"Je ne connais pas du tout cette tendance, il n'y a pas de statistiques là-dessus", a d'emblée annoncé l'ex-ministre de la Famille, Corinne Cahen, que nous avons rencontrée lors de ses derniers jours de fonction. Des statistiques qui manquent donc, mais un phénomène que l'on peut néanmoins aborder avec d'autres chiffres, et à l'aide d'études de pays voisins, comme la France, où une enquête de 2022 en partenariat avec l'Ifop révélait que 30% des femmes en âge de procréer ne voulaient pas d'enfants.
Au Luxembourg, le taux de fécondité est relativement bas comparé à celui de ses voisins européens.
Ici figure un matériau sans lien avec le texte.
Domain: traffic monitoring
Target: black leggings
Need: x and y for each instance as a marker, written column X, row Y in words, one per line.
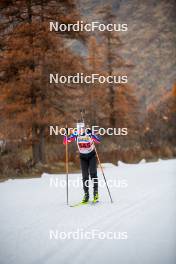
column 89, row 166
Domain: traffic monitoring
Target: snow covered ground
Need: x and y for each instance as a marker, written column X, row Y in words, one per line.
column 33, row 212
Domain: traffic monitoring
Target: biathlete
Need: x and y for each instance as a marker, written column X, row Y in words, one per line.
column 85, row 141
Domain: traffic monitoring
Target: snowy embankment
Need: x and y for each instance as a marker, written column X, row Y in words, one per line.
column 143, row 215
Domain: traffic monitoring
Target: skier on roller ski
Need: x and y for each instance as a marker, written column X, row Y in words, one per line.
column 85, row 140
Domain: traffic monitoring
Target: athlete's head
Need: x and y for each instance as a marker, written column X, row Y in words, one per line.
column 80, row 128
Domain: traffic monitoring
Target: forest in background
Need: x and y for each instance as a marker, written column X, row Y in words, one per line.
column 29, row 104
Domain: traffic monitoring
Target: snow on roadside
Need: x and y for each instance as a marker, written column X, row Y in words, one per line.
column 144, row 208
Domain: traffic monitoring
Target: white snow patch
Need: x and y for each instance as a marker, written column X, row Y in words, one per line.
column 145, row 209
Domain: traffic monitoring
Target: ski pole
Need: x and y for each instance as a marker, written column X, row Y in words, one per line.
column 103, row 175
column 66, row 164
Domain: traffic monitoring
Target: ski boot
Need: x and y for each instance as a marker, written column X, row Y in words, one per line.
column 85, row 198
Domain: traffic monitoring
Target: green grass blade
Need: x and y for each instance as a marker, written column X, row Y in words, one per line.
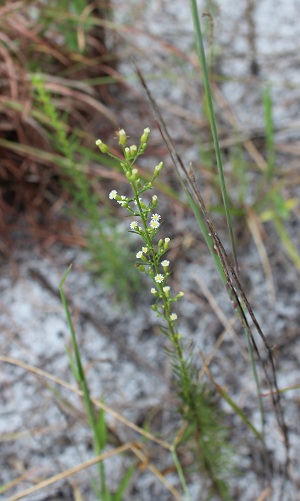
column 211, row 114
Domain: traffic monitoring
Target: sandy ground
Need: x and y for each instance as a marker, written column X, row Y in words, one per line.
column 123, row 350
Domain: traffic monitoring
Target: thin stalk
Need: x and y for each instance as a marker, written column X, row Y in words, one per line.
column 83, row 385
column 212, row 120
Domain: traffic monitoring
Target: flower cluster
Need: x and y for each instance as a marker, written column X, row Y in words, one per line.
column 146, row 224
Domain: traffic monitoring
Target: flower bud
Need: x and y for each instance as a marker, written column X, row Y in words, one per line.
column 133, row 150
column 145, row 135
column 122, row 137
column 158, row 169
column 102, row 146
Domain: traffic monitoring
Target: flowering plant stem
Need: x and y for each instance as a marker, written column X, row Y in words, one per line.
column 196, row 405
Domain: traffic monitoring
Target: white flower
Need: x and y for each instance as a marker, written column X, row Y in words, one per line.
column 155, row 217
column 122, row 201
column 154, row 225
column 113, row 194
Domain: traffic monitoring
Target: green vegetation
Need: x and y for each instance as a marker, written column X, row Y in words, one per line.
column 51, row 109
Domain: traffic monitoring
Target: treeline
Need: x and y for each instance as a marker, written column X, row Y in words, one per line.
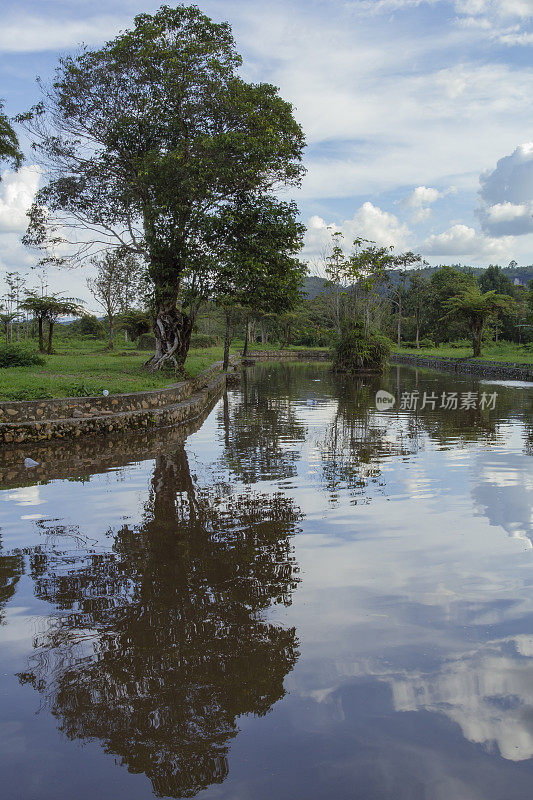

Alors que la France est championne d'Europe avec 1,83 enfant par femme, le Grand-Duché se trouve à la 23e position avec un taux de seulement 1,36. Une donnée qui a étonné Mme Cahen, qui a par ailleurs tenu à rappeler que si les chiffres de la natalité restent positifs au Luxembourg, c'est surtout grâce à la communauté étrangère.
"La pression que j'ai ressentie quand j'ai eu mes enfants était énorme. C'était la pression de la société." Pour Corinne Cahen, la pression et le contrôle exercés sur les femmes, les poussent à avoir moins d'enfants. Plus les femmes sont libres de choisir ce qu'elles veulent faire de leur vie, et plus l'État met en œuvre les conditions pour faciliter cette liberté, plus les femmes choisiront d'avoir des enfants, affirme-t-elle. Les jugements et les a priori envers les mères et la façon dont elles choisissent d'élever leurs enfants, seraient aussi un frein pour les futures mamans. Mme Cahen se souvient toujours des remarques qu'elle a dû essuyer lorsqu'elle est devenue ministre et qu'elle élevait toujours ses enfants.
"C'est un fait que c'est encore toujours la femme qui va chercher les enfants à la crèche, qui leur donne le bain, qui fait le ménage." Une étude du Statec, en 2012, a révélé qu'une femme passe environ 19 heures par semaine à s'atteler à des tâches ménagères, contre huit heures pour un homme, une différence flagrante. Dans le même registre, une femme passe environ 35 heures par semaine à s'occuper de ses enfants, contre 21 pour les hommes. Une inégalité qui pousse certaines femmes à tourner le dos à la maternité, comme nous l'exprimait Marine Henry, jeune femme de 31 ans qui ne veut pas d'enfants: ""Si j'avais des enfants, l'école m'appellerait moi, le médecin m'appellerait moi, (...), la société me mettrait ce poids."
Corinne Cahen a ainsi tenu à rappeler aux futurs parents: "Les papas ont une obligation, pas seulement d'aider mais de faire, ils ont aussi une responsabilité.".